Clueless Time Traveler

February 27, 2009

A writing professor I know often uses time travel as a plot device. His novel about Abraham Lincoln involuntarily appearing in Chicago in the 1950s bring him to life in a unique way. More intriguing is the professor’s unpublished story imagining himself as an adult occupying his boyhood body and mind.

That’s a journey I would gladly take. I already go back in dreams. Why not make it real and less overwrought?

His story pops into my head while replaying my forty-year high school reunion. My greatest hope before the event last September in Florida was that I’d have meaningful conversations with people I care about as much now as I did forty years ago.  (Actually I care about them more because I hadn’t seen them for many years, and the older I get the more I appreciate friendships of youth.)

By meaningful conversations I mean those that high school kids are incapable of because they lack maturity and experience. I was successful, mainly because we had much time together outside the scheduled reunion events.
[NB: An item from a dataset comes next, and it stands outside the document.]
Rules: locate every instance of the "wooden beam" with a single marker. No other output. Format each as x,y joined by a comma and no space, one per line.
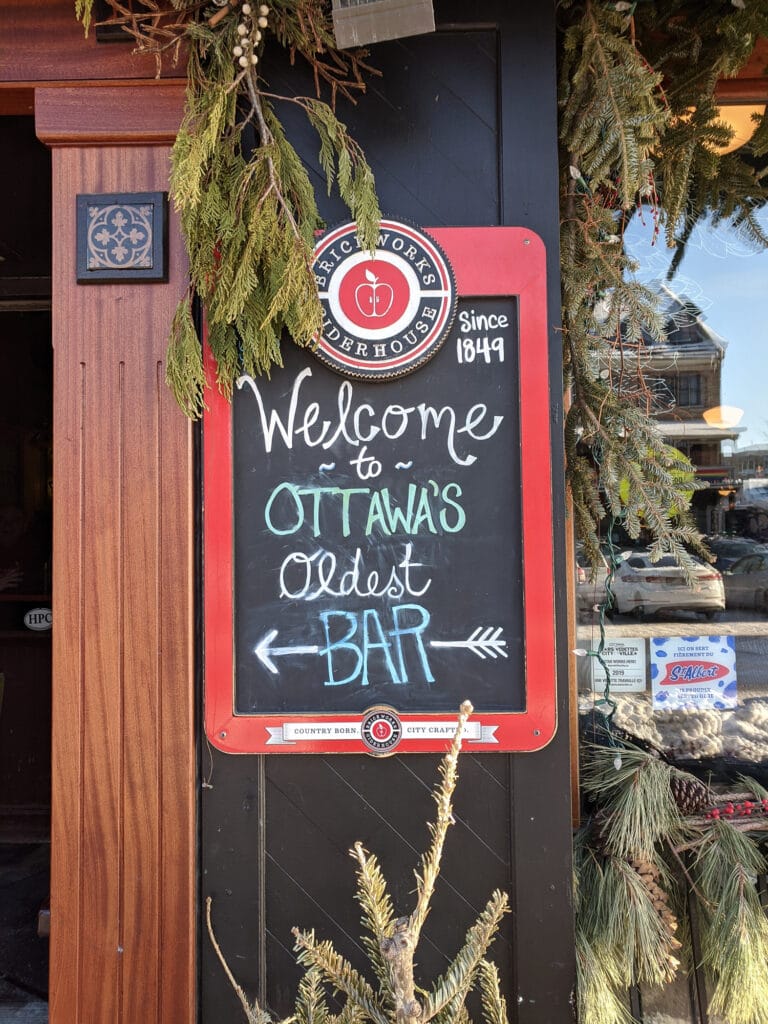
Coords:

With one person it didn’t work out (I blame my penchant for easy distraction but will still make it happen).

From one conversation I continue to marvel at the self-perception a classmate had all those years ago at Winter Park High. Her disclosure of significant insecurities shocked me. She described a view of herself utterly different than mine. Back then she saw herself in a starkly negative light. But she had indisputable attributes: bright and beautiful and alluring, someone of intrigue and depth. Then again, do boys have any inkling of who girls really are?

Of course her intimate candor only bolstered my teenage assessment of her: I was right all along. Yet I was clueless.

And from a very close guy friend, I heard richly detailed accounts of his childhood before we met in junior high and of his adult life after we lost contact. The picture of him that I’d kept in my head for decades was fragmentary. Now it seems complete.

One disclosure about his love life makes me ache as I write, ache because I understand the emotional hell he went through and because I could have been available to commiserate. Others make me laugh, such as his attempt as a toddler to run away via Greyhound bus, a harbinger of the adventurous life he’s led. At odd times I wonder how he’ll make old age and wanderlust compatible.

What does all this add up to? That I missed a lot along the way.